(Sin + Cos)² + (Sin - Cos)² = 2?

Question

Using Trigonometric Identities.

Find the answer 2.

Answer 1

Q = (sin² + cos² + 2sin.cos) + (sin² + cos² - 2sin.cos).
= 2(sin² + cos² )
= 2 {you would have noticed that [sin² + cos² = 1] is a Trigonometric Identity.

Answer 2

(sin x + cos x)² + (sin x - cos x)² = 2
(sin x)^2 + sin x cos x + (cos x)^2 + (sin x)^2 - sin x cos x + (cos x)^2 = 2

2 (sin x)^2 + 2 (cos x)^2 = 2

2[ (sin x)^2 + (cos x)^2 ] = 2

2 [ 1 ] = 2

2 = 2

Also, you may note that some here are using both left and right hand sides of the given identity in an attempt to prove.
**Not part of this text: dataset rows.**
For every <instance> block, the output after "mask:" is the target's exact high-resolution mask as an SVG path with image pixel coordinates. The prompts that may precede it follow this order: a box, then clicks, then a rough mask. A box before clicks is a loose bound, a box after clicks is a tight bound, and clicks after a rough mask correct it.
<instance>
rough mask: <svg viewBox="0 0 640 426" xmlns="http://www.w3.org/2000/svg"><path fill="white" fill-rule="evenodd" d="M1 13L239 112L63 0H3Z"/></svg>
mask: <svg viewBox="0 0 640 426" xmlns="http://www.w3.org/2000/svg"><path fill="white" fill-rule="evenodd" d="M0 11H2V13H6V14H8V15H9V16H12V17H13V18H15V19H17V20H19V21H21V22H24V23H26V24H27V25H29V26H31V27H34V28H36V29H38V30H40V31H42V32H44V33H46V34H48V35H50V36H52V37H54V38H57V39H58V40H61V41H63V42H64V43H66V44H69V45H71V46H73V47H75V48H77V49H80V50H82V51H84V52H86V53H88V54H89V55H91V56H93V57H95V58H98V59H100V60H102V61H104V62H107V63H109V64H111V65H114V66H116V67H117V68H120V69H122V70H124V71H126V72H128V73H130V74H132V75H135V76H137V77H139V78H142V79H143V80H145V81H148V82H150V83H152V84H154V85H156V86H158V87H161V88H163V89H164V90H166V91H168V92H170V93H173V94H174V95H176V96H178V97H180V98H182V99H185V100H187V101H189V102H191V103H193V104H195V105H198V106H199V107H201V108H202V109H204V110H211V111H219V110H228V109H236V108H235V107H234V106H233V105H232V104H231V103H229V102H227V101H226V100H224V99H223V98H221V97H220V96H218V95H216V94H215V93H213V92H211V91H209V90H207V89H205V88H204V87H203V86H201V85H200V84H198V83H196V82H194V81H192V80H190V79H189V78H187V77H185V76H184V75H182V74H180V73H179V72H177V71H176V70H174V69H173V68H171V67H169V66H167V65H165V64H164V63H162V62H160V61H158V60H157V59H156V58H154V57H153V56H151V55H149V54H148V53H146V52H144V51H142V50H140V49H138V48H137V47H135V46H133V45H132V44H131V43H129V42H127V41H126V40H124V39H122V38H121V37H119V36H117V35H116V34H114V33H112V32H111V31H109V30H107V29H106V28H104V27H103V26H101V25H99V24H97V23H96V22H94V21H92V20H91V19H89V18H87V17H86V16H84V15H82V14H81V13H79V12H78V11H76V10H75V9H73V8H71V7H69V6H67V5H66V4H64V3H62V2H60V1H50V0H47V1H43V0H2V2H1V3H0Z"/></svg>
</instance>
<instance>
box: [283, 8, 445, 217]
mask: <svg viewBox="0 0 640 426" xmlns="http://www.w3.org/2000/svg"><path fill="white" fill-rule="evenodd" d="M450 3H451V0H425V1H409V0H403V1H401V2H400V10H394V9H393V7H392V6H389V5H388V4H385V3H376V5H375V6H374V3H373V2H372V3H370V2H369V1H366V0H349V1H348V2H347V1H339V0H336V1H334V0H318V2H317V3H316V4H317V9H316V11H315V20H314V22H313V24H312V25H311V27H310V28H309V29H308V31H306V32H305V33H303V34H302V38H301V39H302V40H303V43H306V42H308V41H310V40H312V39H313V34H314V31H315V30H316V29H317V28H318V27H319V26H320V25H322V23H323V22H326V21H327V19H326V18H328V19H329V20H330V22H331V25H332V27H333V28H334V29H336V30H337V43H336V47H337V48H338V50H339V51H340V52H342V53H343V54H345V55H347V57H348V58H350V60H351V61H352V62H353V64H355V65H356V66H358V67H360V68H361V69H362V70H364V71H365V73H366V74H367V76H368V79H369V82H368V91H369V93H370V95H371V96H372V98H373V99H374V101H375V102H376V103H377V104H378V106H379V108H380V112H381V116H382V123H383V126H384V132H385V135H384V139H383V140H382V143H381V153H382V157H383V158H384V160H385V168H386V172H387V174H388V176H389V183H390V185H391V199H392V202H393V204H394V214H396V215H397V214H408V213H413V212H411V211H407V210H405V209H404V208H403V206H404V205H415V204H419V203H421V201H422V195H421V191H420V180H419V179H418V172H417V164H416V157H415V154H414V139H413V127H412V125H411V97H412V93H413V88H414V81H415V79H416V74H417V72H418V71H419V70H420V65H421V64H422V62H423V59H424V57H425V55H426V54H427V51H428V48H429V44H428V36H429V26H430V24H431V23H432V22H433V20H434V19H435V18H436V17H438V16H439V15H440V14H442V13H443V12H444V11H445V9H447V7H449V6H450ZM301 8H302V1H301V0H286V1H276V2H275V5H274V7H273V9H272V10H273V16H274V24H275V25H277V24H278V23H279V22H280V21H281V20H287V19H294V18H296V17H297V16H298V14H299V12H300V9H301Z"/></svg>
You must use only one side and convert to the other. I have taken the left side and manipulated and simplified until I arrived at 2 (which is the right hand side).

Answer 3

(sin +cos)^2 + )sin - cos)^2 = sin^2 + 2sin cos + cos^2 + sin^2 - 2sin cos + cos^2

= 2 sin^2 + 2 cos^2 = 2(sin^2 + cos^2 = 2 since sin^2 + cos^2 = 1

Answer 4

(sin x + cos x)² = sin² x + cos² x + 2 sin x cos x
(sin x - cos x)² = sin² x + cos² x - 2 sin x cos x
Sum = 2 (sin ² x + cos ² x)
Sum = 2

Answer 5

the answer is the pythagorean identity
sin^2x+cos^2x=1
so 1=1 and 2=2

Answer 6

(sin x + cos x)^2 + (sin x - cos x)^2 = 2

Expand the squares.

(sin x)^2 + (2)(sin x)(cos x) + cos x^2 + (sin x)^2 - (2)(sin x)(cos x) + (cos x)^2 = 2

(2)(sin x)(cos x) and (-2)(cos x)(sin x) cancel each other.

You are left with

2(sin^2 x + cos^2 x) = 2

sin^2 x + cos^2 x = 1

Thus this is proved.

adj^2 + opp^2 = hyp^2

(adj/hyp)^2 + (opp/hyp)^2 = (hyp/hyp)^2

adj/hyp = cos x

opp/hyp = sin x

hyp/hyp = 1

(cos x)^2 + (sin x)^2 = 1

A common identity seen.

Answer 7

sin2 + cos2 + 2sincos + sin2+ cos2-2sincos
sin2+cos2=1 and 2sincos cancel each other
so ans is 2

Answer 8

And the answer is

Do your own homework.